The future of indie games

The future of indie games
Screenshot from Horses of Hoofprint Bay. This is the future of indie games. Yep. This is it.

I've followed Alice Ruppert on social media for a while now. She runs a good website focused on horse games. I'm not a horse girl! I mean horses are fine, but they're not something I'm mega into. But what I am interested in is the culture of games, and I am interested in ways to expand that culture. Anyway, she's recently posted a breakdown of the marketing strategy for a game she's been helping on, and it gave me some thoughts. Here it is:

How we got 6300 Wishlists within 3 weeks of announcing our game with no press coverage and no playable demo (through building and leveraging thematic player communities)
by u/AliceTheGamedev in gamedev

And let me quote a nice big chunk of it:

Key Learnings and General Takeaways

  • The people yearn for good horse games
  • You can do what I do for horses with whatever interests you and whatever might be useful for your future games. Cats? Dogs? Trains? Fashion? Archery? Cooking? Whatever hobby and interest you have outside of games, community and expertise can be built around it and its overlap with games, and you can then use that community to give them what they want, i.e. thematically fitting games. If you WANT to do this and aren’t sure how to get started, please reach out, I’m happy to share my learnings and strategies, but don’t want to further inflate this post.
  • Building thematically focused communities is providing a genuine service for players who want that type of content (and it’s a bit of a moderation effort of course), but it’s also an incredible tool for targeting your exact audience. And if you run those communities, you can run them in a way that is relatively developer-friendly rather than allergic to “self promotion” as some player-run communities are. (just don’t let people spam, and lead by example of posting content that adds actual value to players, not only your own self promo)
  • See all you have to do is invest your free time for seven years to become known for the one thing that you care a lot about in games and then maybe you can make that profitable and you know what they say about dream jobs the only risk is completely mixing up your hobby and job and never having actual free time again surely that can absolutely not go wrong, it’s easy!
  • Nostalgia and childhood memories can be an excellent driver of reach and interest, even without any official IP or existing brand following

And all this is pretty inspiring, right?

Because the story of indie games is that it started as an identity. You were an "indie game dev", you were the kind of person who "played indie games". There was lots of range within this, but there were core games and events that you would know about if you were in this world. You would have opinions about Indie Game The Movie. There was a community - it was large and amorphously defined, but it was a real community.

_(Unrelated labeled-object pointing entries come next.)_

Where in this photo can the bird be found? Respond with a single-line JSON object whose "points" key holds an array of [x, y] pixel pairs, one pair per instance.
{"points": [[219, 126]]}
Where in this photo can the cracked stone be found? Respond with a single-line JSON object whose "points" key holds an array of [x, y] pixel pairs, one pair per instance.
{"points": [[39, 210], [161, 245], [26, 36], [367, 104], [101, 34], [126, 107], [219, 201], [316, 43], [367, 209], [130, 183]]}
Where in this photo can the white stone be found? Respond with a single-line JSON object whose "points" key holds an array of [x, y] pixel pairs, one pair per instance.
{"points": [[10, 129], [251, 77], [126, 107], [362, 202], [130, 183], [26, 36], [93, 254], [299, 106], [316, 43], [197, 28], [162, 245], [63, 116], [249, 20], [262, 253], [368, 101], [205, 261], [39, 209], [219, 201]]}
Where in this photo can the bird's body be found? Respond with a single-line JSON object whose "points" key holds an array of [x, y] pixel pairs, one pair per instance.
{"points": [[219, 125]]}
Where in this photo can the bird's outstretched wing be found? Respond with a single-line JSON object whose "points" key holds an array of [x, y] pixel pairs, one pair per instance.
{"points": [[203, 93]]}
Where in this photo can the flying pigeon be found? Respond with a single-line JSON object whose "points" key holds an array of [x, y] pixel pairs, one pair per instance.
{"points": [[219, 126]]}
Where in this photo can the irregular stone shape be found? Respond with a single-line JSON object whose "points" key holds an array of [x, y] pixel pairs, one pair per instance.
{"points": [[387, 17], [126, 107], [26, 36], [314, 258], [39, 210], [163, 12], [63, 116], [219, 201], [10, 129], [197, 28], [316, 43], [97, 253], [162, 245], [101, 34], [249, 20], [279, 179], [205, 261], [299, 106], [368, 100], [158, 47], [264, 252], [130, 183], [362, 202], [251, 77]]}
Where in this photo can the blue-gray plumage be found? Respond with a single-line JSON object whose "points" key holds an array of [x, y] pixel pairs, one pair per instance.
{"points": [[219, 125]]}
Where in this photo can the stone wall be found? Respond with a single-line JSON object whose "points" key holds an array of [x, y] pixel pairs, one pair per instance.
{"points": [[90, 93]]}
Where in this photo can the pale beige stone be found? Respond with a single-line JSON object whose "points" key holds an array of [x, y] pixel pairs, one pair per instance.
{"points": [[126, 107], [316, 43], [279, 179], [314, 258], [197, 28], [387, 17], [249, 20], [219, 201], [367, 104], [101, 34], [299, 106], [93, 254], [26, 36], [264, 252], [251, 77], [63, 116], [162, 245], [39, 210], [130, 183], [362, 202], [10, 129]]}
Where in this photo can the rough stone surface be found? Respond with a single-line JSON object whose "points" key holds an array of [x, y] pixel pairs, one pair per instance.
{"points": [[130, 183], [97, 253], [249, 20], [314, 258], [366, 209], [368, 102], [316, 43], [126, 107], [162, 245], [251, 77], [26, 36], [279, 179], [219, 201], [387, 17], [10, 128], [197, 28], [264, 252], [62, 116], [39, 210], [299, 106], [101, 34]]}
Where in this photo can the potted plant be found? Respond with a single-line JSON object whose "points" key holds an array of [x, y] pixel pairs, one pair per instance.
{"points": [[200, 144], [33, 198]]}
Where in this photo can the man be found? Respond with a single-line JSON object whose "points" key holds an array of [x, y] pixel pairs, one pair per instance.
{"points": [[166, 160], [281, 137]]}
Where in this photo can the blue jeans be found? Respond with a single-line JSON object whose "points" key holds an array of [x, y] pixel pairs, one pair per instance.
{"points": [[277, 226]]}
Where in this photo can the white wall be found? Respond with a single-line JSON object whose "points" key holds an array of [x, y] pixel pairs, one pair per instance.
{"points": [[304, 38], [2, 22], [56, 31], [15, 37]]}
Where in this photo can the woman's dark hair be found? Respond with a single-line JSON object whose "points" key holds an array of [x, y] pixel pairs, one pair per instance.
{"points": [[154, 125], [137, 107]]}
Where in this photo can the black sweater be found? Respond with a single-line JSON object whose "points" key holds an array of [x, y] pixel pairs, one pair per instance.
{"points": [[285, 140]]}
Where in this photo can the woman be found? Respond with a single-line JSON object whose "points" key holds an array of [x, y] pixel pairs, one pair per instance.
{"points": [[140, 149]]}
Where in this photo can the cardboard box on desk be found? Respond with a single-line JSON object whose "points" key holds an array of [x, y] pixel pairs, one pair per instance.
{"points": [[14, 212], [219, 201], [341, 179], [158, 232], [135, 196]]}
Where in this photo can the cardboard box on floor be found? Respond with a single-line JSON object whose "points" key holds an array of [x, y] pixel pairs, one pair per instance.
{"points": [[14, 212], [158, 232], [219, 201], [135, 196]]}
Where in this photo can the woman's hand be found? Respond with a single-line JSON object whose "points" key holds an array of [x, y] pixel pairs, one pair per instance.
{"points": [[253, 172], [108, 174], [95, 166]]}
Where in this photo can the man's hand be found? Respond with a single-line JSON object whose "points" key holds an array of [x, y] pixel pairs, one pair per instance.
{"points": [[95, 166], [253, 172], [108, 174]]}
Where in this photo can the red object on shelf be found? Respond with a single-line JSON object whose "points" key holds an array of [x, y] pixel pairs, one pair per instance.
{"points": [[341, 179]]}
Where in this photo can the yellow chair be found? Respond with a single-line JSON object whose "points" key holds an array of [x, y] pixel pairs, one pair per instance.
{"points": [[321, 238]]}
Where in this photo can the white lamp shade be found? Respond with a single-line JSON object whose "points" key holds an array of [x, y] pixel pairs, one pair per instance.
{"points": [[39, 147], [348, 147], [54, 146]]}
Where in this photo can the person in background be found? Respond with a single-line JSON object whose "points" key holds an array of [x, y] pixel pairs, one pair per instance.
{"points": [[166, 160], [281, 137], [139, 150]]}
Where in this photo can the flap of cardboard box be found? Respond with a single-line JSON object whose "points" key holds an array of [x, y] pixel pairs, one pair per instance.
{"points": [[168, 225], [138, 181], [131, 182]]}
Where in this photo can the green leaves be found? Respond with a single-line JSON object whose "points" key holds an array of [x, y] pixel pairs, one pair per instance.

And that time has long since passed. What counts as an indie game? It's too broad, too diffuse. The competition to just be a game in that space is too much, the only people can cut through are the lucky and those with deep pockets. "Indiepocalype" and those graphs of more and more games getting released on Steam each year.

So, what can you do as a creator? You find a smaller space to exist within. You find a smaller community where you can know a bunch of the people within it. And to do this, you need people who can create those spaces, who can label those games as something. People who bring a community together. Now you're not competing with "indie games", you're competing with "horse games". It's a more interesting space to be in - you can talk about horse animation, you can talk about how horses will rest with a back leg locked but not a front one, you can reference very specific games you wish people would remake.

And there's a few of these communities I can think of. They operate differently, but they're all places where interesting work is happening & where people are pushing each other to explore new spaces. Here's a off-the-top-of-my-head list:

  • Alice's horse game stuff
  • Thinky Games, a big umbrella term for puzzle games etc. A website & community & convention & ...
  • Domino Club - a gang of folk making games largely for each other and slowly getting more and more into fucked up sex stuff as they realise there's no reason not to. That's my understanding anyway, and I am going to assume it's true from the way the link at the start of this paragraph is blocked in the UK.
  • I assume all this low-fi PS1 horror stuff is coming out of a community, although I don't know the details.
  • I think Laura Michet mentioned discussion of tropes in the incremental game community? Again, I don't know the details
  • Oh yeah, not videogames but this is probably a good place to link to Adrian Hon's upcoming Jubensha convention
  • I'm sure I could come up with like 10 more if I sat and thought, but I want to spend less time writing each of these posts and this is a dangerously big topic to start to get into, so I won't.

To conclude: I hate people saying that anything is the future of indie games. Because there is no "the" about it. There's loads of futures, and they'll all exist side by side with each other, influencing each other and diverging and going in weird new directions. Indie games are dead! Long live indie games!